Intercepting the image processing I would see as "advanced feature". Yes, it probably would be nice to intercept the processing steps and enhance the image with some custom image processing. But for me that's another use case and should be treated as such.

jorgepinon commented 7 years ago

@serratus, In case the new API is still being worked on, I'm interested in the comment you made above about supporting multiple instances. In my use case, I'm trying to have 2 image inputs in one form. Unless I'm wrong, I don't think there's a supported way to do this in the current release.

serratus commented 7 years ago

@jorgepinon Thanks for reviving this old thread. The sad fact is, I'm still working on a new API, but it looks different from the one proposed above. I really try to decouple the image-source from quagga and make it more adaptable for different sources of image data. Multiple images at once? What would be the use-case? Just to clarify, in the next version of quagga it will be easily possible to run multiple instances of quagga at the same time. I'll keep you posted.

jorgepinon commented 7 years ago

We have an app that needs to scan barcodes from 2 different devices in order to associate them in the database. I'm sure multiple quaggas is a rare use case.

We got it working with a wizard-style single form, and I was able to detach the event listeners for quagga and reattach when the user moves to the next step. I got the idea from one of your examples.

vinneyk commented 7 years ago

I'm with @jorgepinon on using multiple instances of Quagga scanners. I'm developing an app that involves two scans: one to register the employee and the other to scan their output. The scanner instances don't need to (in fact probably shouldn't) be running simultaneously but it seems like unnecessary overhead to have to init/destroy the single instance each time the user switches fields. I'm still early in the development of this feature so I'll try to report back with a summary of my experience getting it started.

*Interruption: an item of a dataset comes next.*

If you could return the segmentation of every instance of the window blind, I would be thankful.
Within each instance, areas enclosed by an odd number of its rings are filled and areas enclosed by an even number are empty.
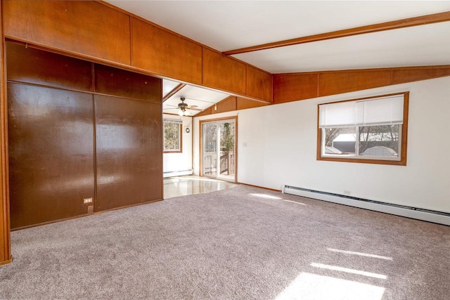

The fact that this library does what it does, however, is so beautiful. Thank you @serratus for all you've done.

seanpoulter commented 7 years ago

It seems @JauernigIT and I have a similar interest in getting the processed image but it seems the only way to use Quagga to get at it right now is using the ResultCollector to intercept the image data before it is massaged to publish as an event for Quagga.onDetected. Have you considered changing the API for the results? Would there be a performance hit if the imageData was set to the onDetected callback and not consumed?

FYI @JauernigIT, I've replaced using Quagga.onDetected with Quagga.registerResultCollector({ addResult: (imageData, canvasSize, resultCode) => {...} }).